Researchers from Maryland and Iowa, USA, investigated the age, sex, and racial differences in the use of standard adjuvant therapy for colorectal cancer.
Population-based random samples of patients diagnosed with colorectal cancer, diagnosed in 9 geographic areas, were collected annually between 1987 and 1991, and in 1995 (n = 4706).
Data were obtained from medical record reviews.
The team used multiple logistic regression to assess the use of standard adjuvant chemotherapy for colon and rectal cancers.
In addition, the Cox proportional hazards model was used to assess 9-year mortality.
From 1987 until 1995, the use of adjuvant therapy was found to increase in all age groups.
There was an increase starting in 1989 for colon, and in 1988 for rectal cancer.
Use of standard therapy was 78% for those younger than 55 years and 24% for those older than 80 years.
The team found that White patients received standard therapy more frequently than African-Americans (odds ratio, 1.75).
|Use of adjuvant therapy:|
Younger than 55 years: 78%
Older than 80 years: 24%
| Journal of Clinical Oncology |
All-cause and cancer-specific mortality exceeding 9 years were lower in those who received standard therapy (all-cause risk ratio [RR], 0.73; cancer-specific RR, 0.87).

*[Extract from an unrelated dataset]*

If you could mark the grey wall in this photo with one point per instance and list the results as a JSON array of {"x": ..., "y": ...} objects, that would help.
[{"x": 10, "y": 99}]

Arnold L. Potosky, of the National Cancer Institute, in Bethesda, Maryland, said on behalf of his colleagues, "Standard adjuvant therapies for colorectal cancer disseminated into community practices during the 1990s.
"However, evidence exists of differential use of therapies by older patients and by African-Americans."
"The use of standard therapies in the general population is associated with lower mortality," he added.
"Improved dissemination of standard adjuvant therapies to all segments of the population could help reduce mortality," he concluded.